Career executives get a transition primer

With the election outcome still in doubt last week, federal executives spent two days learning skills for surviving a presidential transition. Scholars, political appointees, policymakers and career executives shared their experiences, research, opinions and plain old common-sense advice during a seminar sponsored by the Senior Executives Association. "If the team doesn't hit the ground running, a lot of time can be lost [and] the honeymoon period can dissipate," said Kathleen Buto, a career executive at the Congressional Budget Office who has also served at the Health Care Financing Administration. "In the haste, you make mistakes." Buto, who has already weathered two presidential transitions, joined two other federal agency veterans on a panel that discussed changes in political leadership. "If you can't implement the policies of your new boss, it's time for a new job," said Frank Pugliese, who retired in September from his position as commissioner of the Federal Supply Service at the General Services Administration.

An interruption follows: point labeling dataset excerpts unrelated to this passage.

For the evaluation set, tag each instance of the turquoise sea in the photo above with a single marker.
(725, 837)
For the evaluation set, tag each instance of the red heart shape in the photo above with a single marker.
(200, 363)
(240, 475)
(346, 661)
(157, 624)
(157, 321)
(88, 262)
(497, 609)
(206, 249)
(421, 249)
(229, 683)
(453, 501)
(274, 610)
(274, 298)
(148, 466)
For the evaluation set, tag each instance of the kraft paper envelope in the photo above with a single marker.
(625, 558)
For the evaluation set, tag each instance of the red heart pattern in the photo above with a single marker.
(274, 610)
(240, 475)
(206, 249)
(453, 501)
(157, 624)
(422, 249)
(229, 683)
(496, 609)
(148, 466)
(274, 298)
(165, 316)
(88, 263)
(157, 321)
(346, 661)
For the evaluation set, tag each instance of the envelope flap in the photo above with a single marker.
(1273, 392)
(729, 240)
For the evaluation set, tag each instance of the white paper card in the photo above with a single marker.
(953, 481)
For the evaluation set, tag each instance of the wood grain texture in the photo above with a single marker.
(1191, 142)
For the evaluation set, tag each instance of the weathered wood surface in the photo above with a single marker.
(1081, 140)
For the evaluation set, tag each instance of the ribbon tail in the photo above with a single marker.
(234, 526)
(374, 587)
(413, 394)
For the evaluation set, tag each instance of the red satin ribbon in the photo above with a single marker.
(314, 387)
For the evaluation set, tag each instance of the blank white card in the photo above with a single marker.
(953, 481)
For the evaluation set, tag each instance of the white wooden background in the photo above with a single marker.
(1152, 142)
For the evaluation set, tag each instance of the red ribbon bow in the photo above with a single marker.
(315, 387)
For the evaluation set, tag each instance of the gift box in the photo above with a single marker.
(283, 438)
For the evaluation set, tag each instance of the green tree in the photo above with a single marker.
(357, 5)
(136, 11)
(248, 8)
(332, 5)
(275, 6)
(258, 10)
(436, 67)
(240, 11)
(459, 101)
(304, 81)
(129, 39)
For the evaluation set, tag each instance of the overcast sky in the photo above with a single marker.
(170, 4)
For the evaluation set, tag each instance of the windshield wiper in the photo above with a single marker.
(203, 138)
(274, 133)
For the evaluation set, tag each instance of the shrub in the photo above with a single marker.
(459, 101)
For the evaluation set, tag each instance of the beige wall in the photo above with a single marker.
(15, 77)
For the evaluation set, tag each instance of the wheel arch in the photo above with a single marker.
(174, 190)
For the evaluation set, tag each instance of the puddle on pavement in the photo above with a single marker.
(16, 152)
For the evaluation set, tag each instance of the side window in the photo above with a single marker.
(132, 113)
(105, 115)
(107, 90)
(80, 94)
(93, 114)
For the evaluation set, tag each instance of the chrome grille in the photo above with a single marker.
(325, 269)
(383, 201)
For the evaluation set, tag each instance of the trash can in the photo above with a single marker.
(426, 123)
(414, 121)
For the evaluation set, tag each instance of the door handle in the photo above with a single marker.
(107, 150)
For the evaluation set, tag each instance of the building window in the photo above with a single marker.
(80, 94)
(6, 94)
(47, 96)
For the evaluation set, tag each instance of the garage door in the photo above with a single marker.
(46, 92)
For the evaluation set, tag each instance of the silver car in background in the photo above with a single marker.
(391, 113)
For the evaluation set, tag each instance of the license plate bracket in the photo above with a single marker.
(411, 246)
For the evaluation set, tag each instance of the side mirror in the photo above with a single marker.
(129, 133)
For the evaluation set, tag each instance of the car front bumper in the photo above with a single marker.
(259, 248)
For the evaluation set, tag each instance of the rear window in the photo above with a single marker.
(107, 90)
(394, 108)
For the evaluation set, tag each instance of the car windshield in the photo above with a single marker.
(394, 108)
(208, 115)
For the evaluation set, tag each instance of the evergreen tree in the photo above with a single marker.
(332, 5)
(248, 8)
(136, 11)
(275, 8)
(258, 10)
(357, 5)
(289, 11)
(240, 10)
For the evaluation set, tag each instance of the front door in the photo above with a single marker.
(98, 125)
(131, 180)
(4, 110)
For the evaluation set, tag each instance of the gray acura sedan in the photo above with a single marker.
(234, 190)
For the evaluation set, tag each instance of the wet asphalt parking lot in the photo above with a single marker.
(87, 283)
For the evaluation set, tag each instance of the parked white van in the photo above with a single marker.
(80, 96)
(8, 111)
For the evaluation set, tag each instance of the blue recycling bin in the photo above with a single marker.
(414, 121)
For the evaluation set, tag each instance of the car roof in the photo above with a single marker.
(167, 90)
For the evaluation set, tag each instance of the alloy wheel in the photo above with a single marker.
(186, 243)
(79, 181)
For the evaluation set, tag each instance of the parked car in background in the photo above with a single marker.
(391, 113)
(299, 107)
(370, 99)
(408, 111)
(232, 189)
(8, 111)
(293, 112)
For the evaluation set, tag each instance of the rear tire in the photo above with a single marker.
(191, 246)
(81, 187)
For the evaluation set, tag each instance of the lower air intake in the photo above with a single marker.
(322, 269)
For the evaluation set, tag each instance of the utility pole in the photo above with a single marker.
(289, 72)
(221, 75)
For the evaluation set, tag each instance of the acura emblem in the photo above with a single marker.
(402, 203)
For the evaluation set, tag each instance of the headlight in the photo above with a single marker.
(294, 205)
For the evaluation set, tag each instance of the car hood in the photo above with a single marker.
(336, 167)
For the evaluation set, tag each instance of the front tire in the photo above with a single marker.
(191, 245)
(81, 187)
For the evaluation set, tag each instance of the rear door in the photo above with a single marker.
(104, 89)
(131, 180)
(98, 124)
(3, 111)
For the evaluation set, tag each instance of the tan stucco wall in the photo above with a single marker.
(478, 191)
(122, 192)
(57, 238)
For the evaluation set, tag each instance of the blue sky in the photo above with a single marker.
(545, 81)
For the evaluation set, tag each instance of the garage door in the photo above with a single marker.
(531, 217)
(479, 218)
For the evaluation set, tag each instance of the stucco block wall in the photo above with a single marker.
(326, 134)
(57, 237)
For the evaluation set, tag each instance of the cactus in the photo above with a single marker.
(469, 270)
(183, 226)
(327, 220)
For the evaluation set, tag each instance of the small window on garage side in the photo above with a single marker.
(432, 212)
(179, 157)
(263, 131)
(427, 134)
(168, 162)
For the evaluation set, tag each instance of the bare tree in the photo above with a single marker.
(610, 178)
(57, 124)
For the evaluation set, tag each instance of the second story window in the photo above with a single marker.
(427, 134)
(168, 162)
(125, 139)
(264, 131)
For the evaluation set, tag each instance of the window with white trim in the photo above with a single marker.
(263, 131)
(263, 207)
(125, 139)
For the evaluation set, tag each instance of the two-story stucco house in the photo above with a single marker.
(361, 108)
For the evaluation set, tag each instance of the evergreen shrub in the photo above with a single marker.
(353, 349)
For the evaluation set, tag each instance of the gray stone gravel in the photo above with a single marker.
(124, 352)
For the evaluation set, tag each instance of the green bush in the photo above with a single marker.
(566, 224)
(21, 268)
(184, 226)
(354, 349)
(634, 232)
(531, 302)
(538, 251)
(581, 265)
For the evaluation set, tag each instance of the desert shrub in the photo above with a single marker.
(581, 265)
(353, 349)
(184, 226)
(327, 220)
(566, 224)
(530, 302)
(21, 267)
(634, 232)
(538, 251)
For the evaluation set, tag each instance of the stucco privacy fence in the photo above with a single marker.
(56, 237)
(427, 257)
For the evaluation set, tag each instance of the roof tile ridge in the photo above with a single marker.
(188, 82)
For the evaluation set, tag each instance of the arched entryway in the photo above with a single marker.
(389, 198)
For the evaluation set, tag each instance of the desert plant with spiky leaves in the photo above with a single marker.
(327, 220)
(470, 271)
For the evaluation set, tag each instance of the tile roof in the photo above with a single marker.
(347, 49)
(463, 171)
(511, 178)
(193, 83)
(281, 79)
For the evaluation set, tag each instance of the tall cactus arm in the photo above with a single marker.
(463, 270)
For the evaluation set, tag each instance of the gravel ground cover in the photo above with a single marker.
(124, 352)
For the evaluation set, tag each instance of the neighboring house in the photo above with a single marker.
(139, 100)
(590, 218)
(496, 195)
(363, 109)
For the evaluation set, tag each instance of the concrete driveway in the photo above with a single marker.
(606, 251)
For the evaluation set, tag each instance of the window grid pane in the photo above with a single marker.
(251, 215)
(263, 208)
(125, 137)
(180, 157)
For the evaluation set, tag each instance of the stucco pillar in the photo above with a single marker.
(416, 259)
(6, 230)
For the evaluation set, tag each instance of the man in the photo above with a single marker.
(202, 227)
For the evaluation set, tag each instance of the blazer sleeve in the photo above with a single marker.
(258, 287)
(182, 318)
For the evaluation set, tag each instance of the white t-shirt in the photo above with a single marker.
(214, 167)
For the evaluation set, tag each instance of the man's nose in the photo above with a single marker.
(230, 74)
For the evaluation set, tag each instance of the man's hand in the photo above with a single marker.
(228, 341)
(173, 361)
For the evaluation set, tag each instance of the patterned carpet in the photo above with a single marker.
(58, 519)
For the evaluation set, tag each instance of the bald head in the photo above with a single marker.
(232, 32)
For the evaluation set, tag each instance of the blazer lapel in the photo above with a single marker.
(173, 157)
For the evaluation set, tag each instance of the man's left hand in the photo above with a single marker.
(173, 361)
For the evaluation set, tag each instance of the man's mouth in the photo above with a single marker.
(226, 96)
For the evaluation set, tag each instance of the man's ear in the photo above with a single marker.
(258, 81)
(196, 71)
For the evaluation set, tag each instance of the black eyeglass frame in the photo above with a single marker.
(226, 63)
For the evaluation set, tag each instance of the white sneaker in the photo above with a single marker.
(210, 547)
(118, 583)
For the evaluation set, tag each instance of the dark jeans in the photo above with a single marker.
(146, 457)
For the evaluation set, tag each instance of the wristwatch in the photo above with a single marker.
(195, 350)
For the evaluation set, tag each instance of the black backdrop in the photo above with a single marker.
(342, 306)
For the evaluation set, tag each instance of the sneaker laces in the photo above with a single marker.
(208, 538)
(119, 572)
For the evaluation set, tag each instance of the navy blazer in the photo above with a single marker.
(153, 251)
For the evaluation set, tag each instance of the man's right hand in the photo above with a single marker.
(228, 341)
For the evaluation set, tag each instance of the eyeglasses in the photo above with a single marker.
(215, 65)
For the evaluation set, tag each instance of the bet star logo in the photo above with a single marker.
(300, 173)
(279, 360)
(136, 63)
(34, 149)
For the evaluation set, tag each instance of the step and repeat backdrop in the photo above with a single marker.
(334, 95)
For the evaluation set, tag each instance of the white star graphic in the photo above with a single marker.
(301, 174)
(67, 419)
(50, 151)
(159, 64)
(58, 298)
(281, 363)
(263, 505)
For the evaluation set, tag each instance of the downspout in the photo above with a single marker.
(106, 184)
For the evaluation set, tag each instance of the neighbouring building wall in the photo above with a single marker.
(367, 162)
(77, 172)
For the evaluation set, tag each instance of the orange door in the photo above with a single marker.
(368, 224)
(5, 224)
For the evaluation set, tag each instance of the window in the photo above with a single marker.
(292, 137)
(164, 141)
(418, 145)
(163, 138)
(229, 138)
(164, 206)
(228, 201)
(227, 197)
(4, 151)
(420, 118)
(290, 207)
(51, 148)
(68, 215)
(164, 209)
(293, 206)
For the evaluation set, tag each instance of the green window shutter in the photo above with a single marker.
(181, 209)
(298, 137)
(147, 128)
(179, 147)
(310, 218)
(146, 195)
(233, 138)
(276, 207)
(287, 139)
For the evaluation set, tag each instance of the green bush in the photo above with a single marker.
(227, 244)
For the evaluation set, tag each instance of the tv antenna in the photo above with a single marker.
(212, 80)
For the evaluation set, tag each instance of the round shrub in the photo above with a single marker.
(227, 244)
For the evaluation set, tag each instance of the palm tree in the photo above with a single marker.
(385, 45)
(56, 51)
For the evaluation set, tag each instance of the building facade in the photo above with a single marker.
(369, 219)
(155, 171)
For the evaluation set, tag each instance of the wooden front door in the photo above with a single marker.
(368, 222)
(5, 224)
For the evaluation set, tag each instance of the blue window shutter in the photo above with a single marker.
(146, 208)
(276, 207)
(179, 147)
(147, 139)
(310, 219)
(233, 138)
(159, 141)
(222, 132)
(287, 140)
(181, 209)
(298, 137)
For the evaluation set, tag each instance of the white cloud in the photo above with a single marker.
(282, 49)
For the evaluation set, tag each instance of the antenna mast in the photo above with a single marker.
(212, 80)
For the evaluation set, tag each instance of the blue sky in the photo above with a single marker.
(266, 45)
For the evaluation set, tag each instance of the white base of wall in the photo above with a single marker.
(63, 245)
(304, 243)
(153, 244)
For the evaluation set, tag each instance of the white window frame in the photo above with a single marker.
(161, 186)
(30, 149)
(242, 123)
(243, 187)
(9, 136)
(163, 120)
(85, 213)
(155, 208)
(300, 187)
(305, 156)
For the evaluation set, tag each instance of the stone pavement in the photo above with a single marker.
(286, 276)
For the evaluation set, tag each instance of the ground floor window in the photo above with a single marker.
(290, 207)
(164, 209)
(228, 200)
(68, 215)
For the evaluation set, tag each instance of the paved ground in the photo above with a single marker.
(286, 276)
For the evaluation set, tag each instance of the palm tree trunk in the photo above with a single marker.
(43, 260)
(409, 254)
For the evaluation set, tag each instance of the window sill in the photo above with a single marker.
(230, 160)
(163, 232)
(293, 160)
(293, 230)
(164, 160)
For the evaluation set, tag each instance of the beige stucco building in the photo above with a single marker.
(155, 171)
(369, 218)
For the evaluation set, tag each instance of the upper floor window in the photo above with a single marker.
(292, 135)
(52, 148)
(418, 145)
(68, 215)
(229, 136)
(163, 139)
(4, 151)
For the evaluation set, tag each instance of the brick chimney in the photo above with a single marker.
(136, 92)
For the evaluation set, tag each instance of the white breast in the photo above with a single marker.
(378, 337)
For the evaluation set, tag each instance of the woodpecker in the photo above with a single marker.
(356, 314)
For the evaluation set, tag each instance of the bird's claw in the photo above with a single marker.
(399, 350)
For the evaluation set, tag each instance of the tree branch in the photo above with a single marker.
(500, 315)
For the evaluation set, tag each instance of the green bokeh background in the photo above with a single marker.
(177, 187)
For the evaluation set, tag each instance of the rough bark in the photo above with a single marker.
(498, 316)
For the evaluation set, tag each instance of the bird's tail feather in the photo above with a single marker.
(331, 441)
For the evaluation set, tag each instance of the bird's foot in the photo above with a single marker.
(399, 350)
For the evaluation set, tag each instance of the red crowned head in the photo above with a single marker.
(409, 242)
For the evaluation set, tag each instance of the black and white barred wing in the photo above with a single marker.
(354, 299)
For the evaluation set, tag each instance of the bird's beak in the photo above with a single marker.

New political appointees may be hesitant to trust managers who served under a prior administration, panelists said, so federal managers should focus on earning the new bosses' trust. "We're not the politicians, but we know about the politics of an issue," Buto said. Career executives need to put themselves in political appointees' shoes, one panelist said. "The incoming staff really needs you, but they don't want you to know how much they need you," said W. Harrison Welford, who served on two presidential transition teams and advised President Clinton on his transition in 1992. Work hard to smooth the way for your new boss, panelists said. Provide background information, offer advice, communicate and, most importantly, interact with your new boss. "It is a terrible mistake for political appointees to just surround themselves with other political appointees," said Harriett Babbitt, deputy administrator of the Agency for International Development. "View each encounter as an opportunity to build trust between both sets of folks." In the end, the biggest assets of career executives are first-rate skills and professionalism, panelists said. "It isn't which pay system that you're under," said Harold Gracey, former chief information officer at the Department of Veterans Affairs. "It's whether or not you can do your job."